Kepemimpinan Gembala Nabi Muhammad Untuk Bangsa (Refleksi Maulid Nabi 2025)
Satrio Wahono*
Pada Jumat ini (5/9/2025), umat Muslim di seluruh dunia mengenang kelahiran Nabi Muhammad SAW, rasul terakhir yang diutus oleh Allah SWT untuk menyempurnakan akhlak umat manusia sekaligus mendakwahkan Islam sebagai rahmat bagi alam semesta.
Namun di Indonesia, momen perayaan kelahiran insan kamil (manusia sempurna) Rasulullah SAW justru terjadi berbarengan dengan tragedi sosial politik di negeri ini, yaitu rangkaian demonstrasi panas yang dipicu oleh tingkah polah pongah para elit penguasa.
Di sisi lain, momen maulid Nabi 2025 yang sama bisa memberikan pelajaran bagi para elit politik kita supaya meneladani kepemimpinan profetis ala Nabi Muhammad guna mengasah rasa mawas diri untuk lebih baik memimpin bangsa ini.

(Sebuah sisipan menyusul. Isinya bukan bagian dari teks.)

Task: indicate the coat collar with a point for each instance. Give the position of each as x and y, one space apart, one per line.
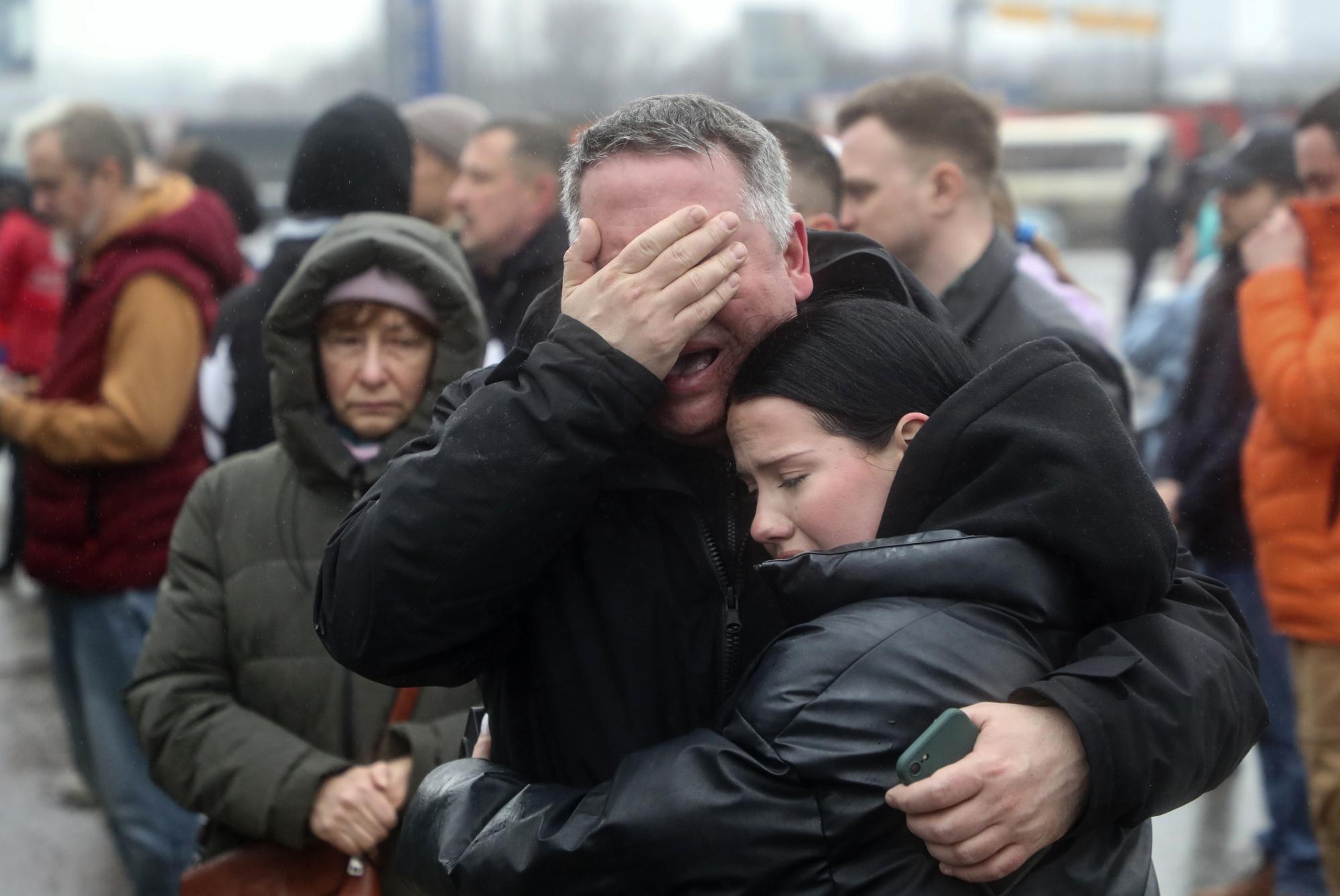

Tak bisa dimungkiri bahwa nabi (prophet) adalah sosok agamawi yang menjadi inspirasi kepemimpinan tiada henti. Boleh dibilang seorang nabi pada umumnya laksana CEO yang berhasil melakukan perubahan drastis bagi umatnya yang rusak ke arah lebih baik (turnaround). Karena itulah, Nabi Muhammad dikabarkan sempat merenung dan sampai pada kesadaran bahwa "Tidak ada nabi yang tidak pernah bekerja sebagai penggembala."
Dengan kata lain, kepemimpinan gembala adalah kepemimpinan profetis (bercorak nilai kenabian) yang revolusioner. Singkat kata, kepemimpinan gembala merupakan inspirasi paripurna untuk perbaikan bangsa.Â
John Adair, profesor kajian kepemimpinan pertama di dunia (University of Surrey) dan mantan tentara di resimen Badui, dalam buku Kepemimpinan Muhammad (terjemahan Gramedia Pustaka Utama/GPU, 2010) meringkaskan setidaknya ada tujuh ciri kepemimpinan gembala. Pertama, seorang pemimpin harus menjadi teladan, terutama dalam hal kebajikan, kelembutan, dan sifat welas asih.
Kedua, seorang pemimpin harus menjaga kesatuan kawanan, mencapai tujuan bersama, dan memenuhi kebutuhan individu. Sekaligus, pemimpin sejati harus memperhatikan kesejahteraan rakyat, bukan mencari keuntungan dari orang.